The design. Firstly the ergonomics. The handle is shaped to follow the contours of a palm. My other marking knife design was specifically aimed at fine detail work and dovetails, especially the narrow entry for London dovetails when cutting tails-first. You hold that knife with an overhand grip, like a pencil. The curves of the body are not an accident. There are other similar knives on the market, such as Blue Spruce (which was developed around the same time as mine) and Veritas (which followed later and was intended to be cheap ... but still followed this design element). By contrast, if you look at the knife by Matt Eslea, you see a beautifully made tool, but one without the same direction fir ergonomics. Who is right?

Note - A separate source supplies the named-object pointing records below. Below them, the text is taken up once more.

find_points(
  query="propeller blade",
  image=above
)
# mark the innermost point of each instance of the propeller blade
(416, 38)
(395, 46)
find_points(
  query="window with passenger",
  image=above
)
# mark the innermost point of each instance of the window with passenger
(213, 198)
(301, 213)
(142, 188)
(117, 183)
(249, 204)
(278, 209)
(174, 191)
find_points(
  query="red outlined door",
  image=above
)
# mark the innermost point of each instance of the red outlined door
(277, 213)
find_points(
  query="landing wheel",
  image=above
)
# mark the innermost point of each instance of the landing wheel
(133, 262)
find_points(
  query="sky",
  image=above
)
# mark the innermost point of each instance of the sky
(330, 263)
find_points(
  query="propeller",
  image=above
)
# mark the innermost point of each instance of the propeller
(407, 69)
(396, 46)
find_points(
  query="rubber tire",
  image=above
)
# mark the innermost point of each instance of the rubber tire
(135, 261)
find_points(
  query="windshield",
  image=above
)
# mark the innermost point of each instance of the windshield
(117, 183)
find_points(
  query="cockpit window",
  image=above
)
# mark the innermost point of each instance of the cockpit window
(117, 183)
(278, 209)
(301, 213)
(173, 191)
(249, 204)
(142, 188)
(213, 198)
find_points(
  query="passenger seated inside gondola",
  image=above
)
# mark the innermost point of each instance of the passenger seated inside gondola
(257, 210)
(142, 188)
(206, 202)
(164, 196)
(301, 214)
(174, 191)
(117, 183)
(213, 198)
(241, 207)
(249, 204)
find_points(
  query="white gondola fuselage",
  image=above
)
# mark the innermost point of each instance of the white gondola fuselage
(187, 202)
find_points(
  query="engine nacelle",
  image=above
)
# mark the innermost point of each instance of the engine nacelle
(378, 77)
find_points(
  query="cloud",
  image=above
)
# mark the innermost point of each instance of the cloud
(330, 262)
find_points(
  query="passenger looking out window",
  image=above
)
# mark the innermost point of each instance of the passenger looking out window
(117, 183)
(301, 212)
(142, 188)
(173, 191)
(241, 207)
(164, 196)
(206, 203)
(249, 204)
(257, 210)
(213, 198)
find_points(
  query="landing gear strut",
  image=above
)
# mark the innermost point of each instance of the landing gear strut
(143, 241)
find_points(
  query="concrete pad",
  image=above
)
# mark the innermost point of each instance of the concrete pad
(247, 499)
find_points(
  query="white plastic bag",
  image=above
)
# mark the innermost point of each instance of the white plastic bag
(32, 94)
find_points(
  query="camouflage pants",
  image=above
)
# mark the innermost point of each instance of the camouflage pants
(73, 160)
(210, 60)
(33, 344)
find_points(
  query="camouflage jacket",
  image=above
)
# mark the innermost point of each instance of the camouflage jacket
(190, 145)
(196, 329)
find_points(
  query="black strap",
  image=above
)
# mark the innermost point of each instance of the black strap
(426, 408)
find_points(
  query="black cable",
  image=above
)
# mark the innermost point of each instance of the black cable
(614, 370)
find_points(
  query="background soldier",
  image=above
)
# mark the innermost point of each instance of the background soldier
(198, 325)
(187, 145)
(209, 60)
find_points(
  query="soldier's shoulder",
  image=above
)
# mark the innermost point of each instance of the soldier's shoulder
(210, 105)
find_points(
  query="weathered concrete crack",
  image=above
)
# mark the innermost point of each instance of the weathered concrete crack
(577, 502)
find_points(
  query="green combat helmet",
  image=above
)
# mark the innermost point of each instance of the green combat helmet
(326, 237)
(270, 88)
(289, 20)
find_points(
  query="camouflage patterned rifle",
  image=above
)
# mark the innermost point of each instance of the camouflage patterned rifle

My aim was to create a knife which was comfortable to hold, which would offer control this way. What I discovered after making it was that the SM03 blades (with the horizontal bevel), which I was using in the Stanley craftknife - as supplied, and as others, such as Paul Sellers, uses - these blades are best suited for an overhand grip. You can use an underhand, palm grip, and this is reasonably comfortable, but this set up encourages a different user style. The SM01 blade changes the user style oreference to an underhand/palm grip. I am now waiting on an order for SM01 blades.






After seeing these photos, I thinned down the bodies of the knives (they were too bulky) and reshaped the ends (to match the dovetail knife).

The construction part of design involves the brass "cassette" (as I will call it) to hold the blade. It must be stated again, since you raised this issue, that the aim was to have a knife with replaceable blades. Blades not inly do get chewed up, but (as discussed) change the ergonomics, and so is desirable. I would have preferred to go down the Matt Eslea path with the cassette, that is, to have machined a slim tenon to insert into a thinnish round mortise in the handle. I do not have a metal lathe, and needed to keep the cassette coplanar. Fortunately, the curved handle shape leaves a lot of meat around the 10mm round mortise, and the result is a very strong construction, most unlikely to break with heavy downforce. The downside of this is that there remains a slight "lip" at the junction of the body and cassette.

The SM blades: I have used these over the course of about 10 years. It is good steel and holds an edge a good while. The blades are easy to sharpen. There are two methods, used for different purposes.

Most marking takes place at the tip of the blade, and this needs to be sharpened. Simply run the flat back of the blade on a 600 or 1200 grip diamond stone, or similar. Two or three strokes and you are done. This may be all that is needed. If the bevel is to be sharpened, then do so as you would freehand sharpen any knife - draw the edge over the stone at a low angle. You can remove the blade to do so, if needed.

Some will point to the blade being double bevelled and question how accurately this can work against a straight edge ir shoulder. The answer is to simply cant the blade to one side to get a vertical. I cannot for the life of me recall the name of the UK-based woodworker/writer who championed this, but he argued that the proper was to use a single bevel knife was with it canted (so he would use a leftie in his right hand). Among others, I poo-pooed this back then. Now I see that there as sense in this, and I do so without any negatives. There seems to be less likelihood of the bevel digging into the reference side (hence my earlier comment about cutting tape away from an edge).

The SM blades are fairly stiff. They do not bend easily - unlike the blade in my detail/dovetail knife, which makes use of this ability along with the single bevel to follow the sidewall if a slim dovetail socket. But then, you do not want to bear down heavily with the detail knife. You can do do with this SM-bladed marking knife.